To Americans, our National Mall in Washington, D.C., is a sacred space.
A vast tract of urban open space running almost two miles between the U.S. Capitol and the Lincoln Memorial, the Mall is where we take our children, both literally and through pictures, to teach them about George Washington, Thomas Jefferson and Abraham Lincoln, about World War II and the Vietnam conflict, about our national culture as told in museums featuring American history, American art and the American fascination with air and space. It is where we sit quietly beside the reflecting pool to ponder what it means to be an American and how blessed we are to be part of the greatest ongoing experiment in democracy the world has ever seen.
On most days, the National Mall hosts tourists taking in the sights, joggers in their regular runs and frisbee players out for a fun afternoon.
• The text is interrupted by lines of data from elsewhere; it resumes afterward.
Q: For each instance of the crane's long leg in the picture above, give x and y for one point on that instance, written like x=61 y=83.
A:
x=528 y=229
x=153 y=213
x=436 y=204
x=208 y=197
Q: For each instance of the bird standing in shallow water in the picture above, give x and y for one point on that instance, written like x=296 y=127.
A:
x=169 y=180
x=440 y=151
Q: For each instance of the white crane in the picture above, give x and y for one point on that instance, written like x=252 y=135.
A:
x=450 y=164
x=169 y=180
Last week, on the Fourth of July, though, the Mall became a visible metaphor not so much of the United States of America as of a country whose people are sharply divided.
Americans on the Mall that day represented two distinct camps.
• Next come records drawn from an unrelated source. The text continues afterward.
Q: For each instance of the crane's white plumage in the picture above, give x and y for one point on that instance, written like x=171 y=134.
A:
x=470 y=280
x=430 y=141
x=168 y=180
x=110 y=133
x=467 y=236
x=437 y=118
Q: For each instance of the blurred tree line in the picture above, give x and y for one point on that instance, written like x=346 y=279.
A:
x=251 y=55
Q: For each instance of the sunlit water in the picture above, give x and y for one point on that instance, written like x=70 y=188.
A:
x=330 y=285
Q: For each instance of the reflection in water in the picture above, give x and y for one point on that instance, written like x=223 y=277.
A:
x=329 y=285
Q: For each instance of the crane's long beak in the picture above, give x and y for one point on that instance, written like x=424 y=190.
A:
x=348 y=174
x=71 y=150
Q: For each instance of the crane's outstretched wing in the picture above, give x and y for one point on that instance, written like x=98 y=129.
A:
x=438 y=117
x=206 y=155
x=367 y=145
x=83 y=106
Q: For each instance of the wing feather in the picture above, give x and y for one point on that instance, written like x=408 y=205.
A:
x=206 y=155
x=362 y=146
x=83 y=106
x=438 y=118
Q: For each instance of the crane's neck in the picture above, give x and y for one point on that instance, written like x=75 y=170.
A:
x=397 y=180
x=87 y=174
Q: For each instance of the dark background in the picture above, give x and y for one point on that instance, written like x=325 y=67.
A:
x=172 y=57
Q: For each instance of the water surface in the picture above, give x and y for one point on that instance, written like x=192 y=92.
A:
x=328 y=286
At the Lincoln Memorial end of the mall, Donald Trump treated his Trump MAGA-attired supporters and VIP donors to what he billed as a “Salute to America,” a program awash in both patriotic themes and rain. Trump is the first president to address a Fourth of July celebration in almost seven decades, and he topped off the occasion with a taxpayer-funded fly-over by American military war planes. Tanks and other asphalt-crushing heavy equipment were corralled on the sidelines in case spectators wanted to take a gander. There were chants of, “Four more years!”
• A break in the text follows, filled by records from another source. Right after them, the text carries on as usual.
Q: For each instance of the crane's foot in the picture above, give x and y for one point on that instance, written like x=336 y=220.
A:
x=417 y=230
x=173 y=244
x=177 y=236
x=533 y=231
At the Capitol end of the mall, other Fourth of July celebrants enjoyed more traditional Independence Day entertainment, including music by Carole King and the National Symphony Orchestra, a visit by some Muppets, and fireworks as the sun sank into the stormy horizon. These folks were doing what many Americans do on the Fourth, complete with blankets — some of them soggy — and picnic hampers. The New York Times reported that a woman heading toward the concert stand carried a sign reading, “Fight ignorance, not immigrants.”
Such is the state of our nation in 2019. If there is anyone who does not have an opinion of Donald Trump one way or another, I have yet to meet him or her.
There are as many reasons for our national divide as there are Americans, and most of those reasons are valid. We have arrived to this distressing state of affairs over time through — in no particular order — increasing globalization both in trade and in culture, extreme gerrymandering making our votes less meaningful, a widening and gaping economic gulf between the haves and havenots, demographic evolutions well underway that threaten some among us, ongoing educational inequities, racial polarization, urban-rural disparities, a paralyzed Congress and on and on.
The Trump fans and the concert-goers at opposite ends of the national mall on a rainy Fourth of July provide a powerful visual of the state of our nation.
Zealots on both ends of the Mall, literally and figuratively, are entrenched in their positions and brook no discussion with others with differing views. More thoughtful people on both sides are deeply concerned about the future of our nation. Significant books of warning have been flowing from publishers’ presses just in the last two years, among them “How Democracies Die” by Steven Levitsky and Daniel Ziblatt, “This America: The Case for the Nation” by Jill Lepore, “Fascism: A Warning” by Madeline Albright, “The Soul of America: The Battle for Our Better Angels” by Jon Meacham, and many others.
Each has its own take on what is happening in and to our country, but all are sounding national alarms. We Americans would do well to listen.